Just as the Cayman Islands are dependent on the US for virtually all of its goods (not to mention probably 80 percent of its tourism revenue), so we are joined at the hip with its weakening dollar. Paul Byles, local economist and consultant of Focus Corporate Services & Consulting, recently commissioned a survey, which found that one in three residents think the local economy is suffering. And he says that we can expect it to get worse before it gets better.

“Cayman is very linked to the US economy, both in terms of tourism and the financial services sector. We should prepare for some rougher times in the short to medium term, from six to 18 months,” Mr Byles said, adding: “The bailout plan itself tells us where this sits in history. The plan is widely regarded as the most sweeping government intervention in the markets since the Great Depression.”

If there is a silver lining to the increasingly dire revelations flowing out of the US stock market, it is that consumers shouldn’t expect to see dramatic increases in prices on common items, he explained.
But there is no denying that grocery bills are higher now than they were a year ago. However, because there will be stricter limits on lending from US banks, along with higher interest rates, he believes the economy will remain slow and that could translate into fewer jobs and lower wages.

Mr Byles says what is not clear is how this will affect Cayman’s economy. But what is almost certain to happen, is that American lawmakers will attempt to prevent the current failures from recurring by introducing tighter regulations of the financial market.
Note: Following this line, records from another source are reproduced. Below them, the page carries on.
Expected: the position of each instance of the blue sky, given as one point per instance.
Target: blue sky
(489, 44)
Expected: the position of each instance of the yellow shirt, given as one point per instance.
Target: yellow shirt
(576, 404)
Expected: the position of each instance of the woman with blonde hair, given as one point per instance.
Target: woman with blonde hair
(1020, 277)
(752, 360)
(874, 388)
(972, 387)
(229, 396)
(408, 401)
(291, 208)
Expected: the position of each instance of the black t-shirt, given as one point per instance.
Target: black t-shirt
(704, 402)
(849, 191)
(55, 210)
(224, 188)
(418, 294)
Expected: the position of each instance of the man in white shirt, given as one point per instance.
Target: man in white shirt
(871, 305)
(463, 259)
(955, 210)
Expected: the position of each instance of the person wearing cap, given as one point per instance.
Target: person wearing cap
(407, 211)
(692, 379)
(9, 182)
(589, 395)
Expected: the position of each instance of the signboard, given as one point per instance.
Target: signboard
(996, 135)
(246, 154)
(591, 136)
“So far we have not seen a major reaction in the US as far as increased regulation is concerned. We will have to wait until the dust has settled and new regulations are introduced to determine any potential impact,” he said.
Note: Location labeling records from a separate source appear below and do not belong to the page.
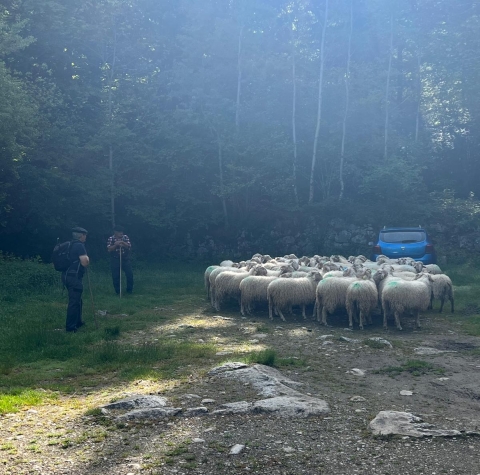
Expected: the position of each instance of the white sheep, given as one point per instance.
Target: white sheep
(285, 293)
(441, 288)
(433, 269)
(401, 296)
(330, 296)
(213, 277)
(253, 289)
(361, 299)
(227, 284)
While the cost of living creeps ever higher, offshore banking is definitely trying to ride out the storm here in Cayman.

David Collins, a partner in Walkers’ Finance Group, told Cayman Net News that while the global economic slowdown has led to fewer transactions through the territory’s financial infrastructure, Cayman’s future as a market player remains secure.

“There is still a significant amount of financing going on in the Cayman Islands, involving special purpose vehicles, hedge funds and private equity funds. Many of these deals involve new players, who do not fall into the established categories.”

Mr Collins added, “The credit crisis has inevitably had an impact on the financial services industry in Cayman, and it is possible that we will feel the tremors for some time. Cayman is too deeply embedded in the markets not to have been affected.”

The Cayman Islands Financial Services Association (CIFSA) says that the offshore banking industry is alive and well. In fact they say that from 2001 to date assets in the banking sector have grown at a pace of almost 14 percent per year on average and hedge funds based in the territory continue to grow at an average rate of 17.2 percent.

CIFSA does say that the current situation is “major” but is optimistic that the mistakes of the past will not be soon repeated.

A spokesperson for CIFSA told Cayman Net News: “While we have seen some bank failures within the US, such as Washington Mutual, from a global perspective we believe that as financial regulators across the globe work together and with better risk management from private sector organisations, countries can prevent situations like this from causing a major crisis across global financial markets.”